One way to think about it is the Spread between the cost of owning vs the cost of renting. For example, in SF, the spread is very small and hence favors the renter.
Here's an example:
In SF, your cost of ownership is roughly 2% per year (1.4% property taxes, 0.5% for Earthquake Insurance, 0.3% for repairs and depreciation and HOA), which comes to a total of 2.2%.
The average Rent for an equivalent house is roughly 3% of the purchase price per year. So the spread is just 0.8%. Which means, if you can take the equity you would have put into the house and put it somewhere else, as long as you get a 0.8% real return (easier said than done with the high PEs we're facing), then you'll be ahead with renting. And of course, if you need to do a mortgage as most do, that adds a additional 1-3% to the cost of ownership making it even more in favor of the renter.
Now keep in mind, here in SF, it's pretty extreme. Most places have a much larger spread between renting and owning.
In a high-demand area like SF you're probably seeing an appreciation in the value of the owned property equal or greater than whatever you would be likely to earn from other investments.
According to Trulia[1] the median sale price for two-bedroom homes increased from $1.010M five years ago to $1.407M today, which corresponds to an annual return of about 6.8%. Assuming that trend continues, the actual spread would be more like -4.3% for ownership (2.5% cost minus 6.8% appreciation) vs. 3% for renting, or 7.3% altogether in favor of ownership.
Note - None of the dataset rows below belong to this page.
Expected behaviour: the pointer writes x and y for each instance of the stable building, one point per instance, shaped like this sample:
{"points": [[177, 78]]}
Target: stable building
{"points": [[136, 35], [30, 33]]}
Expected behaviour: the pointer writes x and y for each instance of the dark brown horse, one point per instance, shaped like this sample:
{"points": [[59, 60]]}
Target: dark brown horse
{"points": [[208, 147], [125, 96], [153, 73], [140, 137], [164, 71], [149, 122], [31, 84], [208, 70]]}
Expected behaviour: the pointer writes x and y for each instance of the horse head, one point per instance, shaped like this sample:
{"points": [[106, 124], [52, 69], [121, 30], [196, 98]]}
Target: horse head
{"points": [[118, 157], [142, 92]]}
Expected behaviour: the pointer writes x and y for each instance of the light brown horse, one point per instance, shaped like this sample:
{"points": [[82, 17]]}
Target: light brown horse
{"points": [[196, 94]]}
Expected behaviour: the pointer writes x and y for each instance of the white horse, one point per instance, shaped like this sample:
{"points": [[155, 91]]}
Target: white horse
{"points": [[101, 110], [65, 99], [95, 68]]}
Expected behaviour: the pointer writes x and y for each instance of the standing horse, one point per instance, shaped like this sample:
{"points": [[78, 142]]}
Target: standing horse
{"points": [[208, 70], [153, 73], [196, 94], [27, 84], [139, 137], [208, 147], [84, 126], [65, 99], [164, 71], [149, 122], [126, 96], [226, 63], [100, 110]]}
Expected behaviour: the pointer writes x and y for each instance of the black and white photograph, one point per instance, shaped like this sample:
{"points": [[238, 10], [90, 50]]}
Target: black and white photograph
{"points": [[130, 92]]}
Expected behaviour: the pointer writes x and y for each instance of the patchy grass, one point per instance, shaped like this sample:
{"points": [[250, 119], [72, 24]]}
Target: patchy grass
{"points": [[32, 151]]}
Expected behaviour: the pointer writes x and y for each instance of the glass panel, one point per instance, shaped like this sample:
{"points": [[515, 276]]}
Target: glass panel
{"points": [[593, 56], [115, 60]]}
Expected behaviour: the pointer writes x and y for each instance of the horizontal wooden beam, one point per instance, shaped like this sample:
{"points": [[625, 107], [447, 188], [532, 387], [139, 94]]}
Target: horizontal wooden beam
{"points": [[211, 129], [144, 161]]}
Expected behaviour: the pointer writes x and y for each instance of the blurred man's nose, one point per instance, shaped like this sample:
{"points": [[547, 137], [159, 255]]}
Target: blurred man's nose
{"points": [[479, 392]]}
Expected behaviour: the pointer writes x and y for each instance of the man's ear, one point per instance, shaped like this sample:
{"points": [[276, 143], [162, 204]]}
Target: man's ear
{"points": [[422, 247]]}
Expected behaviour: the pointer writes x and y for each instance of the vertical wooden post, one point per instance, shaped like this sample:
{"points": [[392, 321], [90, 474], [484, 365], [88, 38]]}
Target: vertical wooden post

You'd only come out ahead by renting if you can find an investment returning more than 7.3% per year.
You're right, but this also requires the renter to actually make their extra money work for them. Sounds simple, but so many people don't. It's similar to why people like tax refunds; it makes no sense financially, but it acts as a quasi forced savings account.
For CA: "Based on where you live, insuring a single-family house can cost from $2.50 to $5.50 per thousand dollars of coverage"
.25% to .55% That's quite significant.
That’s a percentage of the value of the structure, not the structure+land.
When buying insurance, you answer questions about your property and the insurance company estimates the cost of replacement of the structure. In my case, it’s about 30% of the market value of the home.
Yes, but most earthquake insurance policies have huge deductibles and the house is often worth ~1/3 of the entire property, so your number could still align with what others said.
+1, my annual SF earthquake insurance premium is 0.06% of the appraised value of the house. It's not even worth mentioning in adding up the total cost of ownership.
It's also not clear if any of these numbers are %ages of the total property value, land + house, or just house rebuilding costs (which are often over $400/sqft in California after a disaster).
My worry with CEA is in "the big one", will they have enough money? They have $17 billion in assets, which is theoretically enough. However, the Northridge quake caused over $10 billion in damage, and the 1906 earthquake was over $8 billion in todays dollars. (Although I question that number too. 500 city blocks were destroyed in 1906. Would it only take $8 billion to rebuild 500 SF city blocks?)
If we see a major San Andreas quake that devastates LA, the CEA could run out of money.
I do agree it will be a shit show when the big one hits. Don’t rely on earthquake insurance to fix your problems. Unless you have $$$$, your house is not going to be in the front of the line for rebuilding. Spend a thousand dollars now on braces and bolts.
I imagine everyone in the building trades will be fully employed in the rebuilding effort even if CEA runs out of money. The state would probably bail the CEA out, but either way people are going to be waiting for a long time for someone to come give them a new house.
Here's an example: In SF, your cost of ownership is roughly 2% per year (1.4% property taxes, 0.5% for Earthquake Insurance, 0.3% for repairs and depreciation and HOA), which comes to a total of 2.2%.
The average Rent for an equivalent house is roughly 3% of the purchase price per year. So the spread is just 0.8%. Which means, if you can take the equity you would have put into the house and put it somewhere else, as long as you get a 0.8% real return (easier said than done with the high PEs we're facing), then you'll be ahead with renting. And of course, if you need to do a mortgage as most do, that adds a additional 1-3% to the cost of ownership making it even more in favor of the renter.
Now keep in mind, here in SF, it's pretty extreme. Most places have a much larger spread between renting and owning.